DCSIMG

Horton consultant retires after 37 years

Grizelda George - Consultant in Emergency Medicine at Horton A&E who is retiring.  Pic by Lucy Ford NNL-140325-152453009

Grizelda George - Consultant in Emergency Medicine at Horton A&E who is retiring. Pic by Lucy Ford NNL-140325-152453009

A doctor who came to the 
Horton General Hospital 33 years ago and spent the majority of her career as its accident and emergency consultant retired last week.

Committed to the survival of Banbury’s general hospital, Grizelda George bought a Save Our Horton T-shirt, joined a 2,000-strong protest at People’s Park and was one of a human chain formed around the hospital during the 2005-06 fight to retain services.

Dr George also spoke out bravely and forcefully against a proposed major down-grading of the hospital by writing a persuasive article in a special all-Horton edition of the Banbury Guardian in 2005.

“I feel absolutely certain we did the right thing and the right decision was made (to save acute services) in spite of the cost of the solution,” she said. “We resisted very strongly and we survived. Since then we have got bigger but we have not lost the threats.”

She said working in a small hospital has the advantage of enabling good communication.

“Because it’s small you know people and you can pop into other departments and discuss patients and collaborate. It’s more formal and protocol-driven in larger units,” she said.

Dr George said she has seen a huge and interesting range of emergencies in her years at A&E. She took up the position fully in 1994.

She and her husband Christopher Graham – a mammalian embriologist working on research funded by Cancer Research – have brought up two children, both of whom have been treated at the Horton.

Because of her shift work, her husband has often acted as the family cook. For one five- year period she had to do all the Horton’s on-call requirements.

“He took back cooking duties after he was given fish fingers and beans too many times,” she said.

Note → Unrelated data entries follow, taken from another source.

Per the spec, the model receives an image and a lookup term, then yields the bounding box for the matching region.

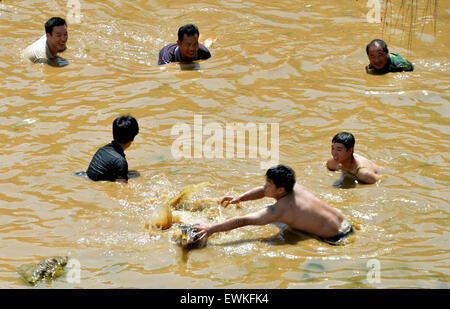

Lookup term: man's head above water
[366,39,389,70]
[45,17,69,55]
[177,24,200,60]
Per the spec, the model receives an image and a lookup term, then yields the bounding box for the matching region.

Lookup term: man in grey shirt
[23,17,69,66]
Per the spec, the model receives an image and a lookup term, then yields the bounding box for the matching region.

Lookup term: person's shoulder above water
[86,115,139,182]
[366,39,414,74]
[158,24,211,65]
[22,34,47,63]
[86,141,128,181]
[389,53,414,72]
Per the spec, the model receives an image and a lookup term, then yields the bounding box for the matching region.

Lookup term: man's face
[177,34,198,59]
[264,177,284,198]
[367,44,389,70]
[331,143,353,163]
[47,26,69,53]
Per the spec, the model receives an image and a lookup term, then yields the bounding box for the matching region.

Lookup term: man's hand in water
[220,196,240,207]
[194,224,212,240]
[198,34,217,49]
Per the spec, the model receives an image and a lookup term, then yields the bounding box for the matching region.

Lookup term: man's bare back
[197,165,352,239]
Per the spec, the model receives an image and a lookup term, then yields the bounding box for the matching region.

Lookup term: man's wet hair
[113,115,139,144]
[266,164,295,192]
[178,24,200,42]
[331,132,355,150]
[45,17,67,35]
[366,39,389,55]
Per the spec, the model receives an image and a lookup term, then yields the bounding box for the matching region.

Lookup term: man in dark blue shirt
[86,115,139,183]
[158,24,211,65]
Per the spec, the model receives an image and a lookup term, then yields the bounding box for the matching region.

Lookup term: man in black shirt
[158,24,212,65]
[86,115,139,183]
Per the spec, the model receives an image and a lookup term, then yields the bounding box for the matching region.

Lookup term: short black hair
[45,17,67,34]
[266,164,295,192]
[366,39,389,55]
[113,115,139,144]
[331,132,355,150]
[178,24,200,42]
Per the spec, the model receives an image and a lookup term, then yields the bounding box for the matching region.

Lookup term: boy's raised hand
[220,195,239,207]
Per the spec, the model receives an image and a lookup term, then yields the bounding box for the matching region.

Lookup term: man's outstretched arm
[196,205,279,239]
[220,186,265,207]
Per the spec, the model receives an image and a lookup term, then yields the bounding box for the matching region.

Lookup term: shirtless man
[196,164,353,245]
[327,132,381,184]
[23,17,69,66]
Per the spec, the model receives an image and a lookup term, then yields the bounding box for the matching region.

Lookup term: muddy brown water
[0,0,450,288]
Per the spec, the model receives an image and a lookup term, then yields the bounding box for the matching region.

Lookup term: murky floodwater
[0,0,450,288]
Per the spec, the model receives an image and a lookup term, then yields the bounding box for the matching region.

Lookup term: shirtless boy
[327,132,381,184]
[196,164,353,245]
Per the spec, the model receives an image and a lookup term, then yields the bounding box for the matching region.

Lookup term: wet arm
[198,205,278,238]
[357,171,381,184]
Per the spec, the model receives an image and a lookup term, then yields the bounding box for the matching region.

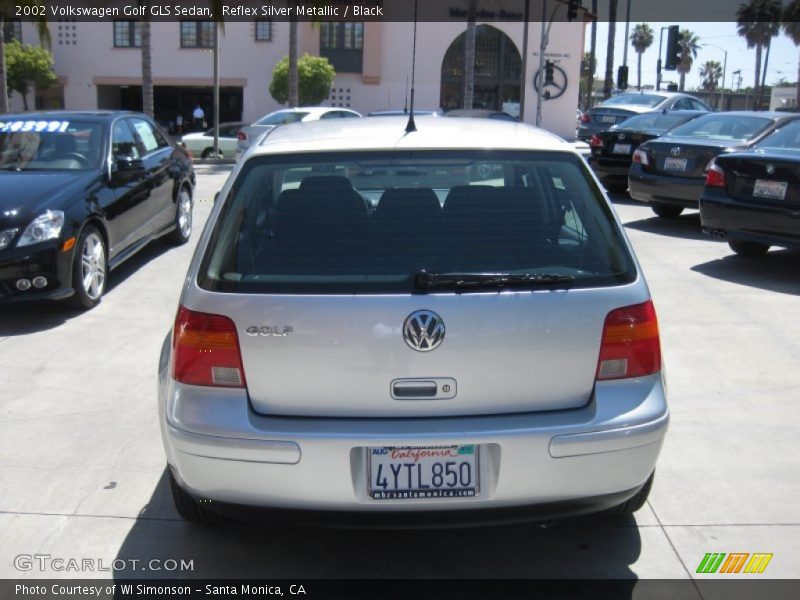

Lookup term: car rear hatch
[191,151,649,418]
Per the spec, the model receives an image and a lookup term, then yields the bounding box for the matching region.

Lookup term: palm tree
[736,0,781,110]
[603,0,617,98]
[676,29,700,91]
[631,23,653,90]
[0,0,50,114]
[782,0,800,108]
[700,60,722,92]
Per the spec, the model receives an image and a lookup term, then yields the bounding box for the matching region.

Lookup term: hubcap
[178,192,192,238]
[81,233,106,300]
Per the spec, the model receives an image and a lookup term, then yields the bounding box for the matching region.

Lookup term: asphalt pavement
[0,165,800,584]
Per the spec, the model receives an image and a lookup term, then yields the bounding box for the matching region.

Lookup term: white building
[11,0,584,138]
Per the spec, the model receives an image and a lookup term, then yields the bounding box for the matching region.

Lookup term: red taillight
[597,300,661,381]
[706,160,725,188]
[172,306,245,388]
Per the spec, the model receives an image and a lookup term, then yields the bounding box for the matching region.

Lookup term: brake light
[172,306,245,388]
[706,159,725,188]
[632,148,650,166]
[597,300,661,381]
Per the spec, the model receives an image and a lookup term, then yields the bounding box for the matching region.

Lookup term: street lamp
[704,44,728,110]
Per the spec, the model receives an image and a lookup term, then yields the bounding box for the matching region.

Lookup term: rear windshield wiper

There have been huge changes during Dr George’s 37-year medical career, ranging from A&E waiting time targets to the huge changes in medical technology.

“When I started there were a couple of CT scanners at Guys Hospital where I trained but none here; now we have fantastic scanners and MRI,” she said.

“Things have changed so much that now a patient could have a defibrillator implanted in his chest that will electronically alert a consultant in Oxford if a problem occurs.”

Dr George’s position is to be shared by two consultants.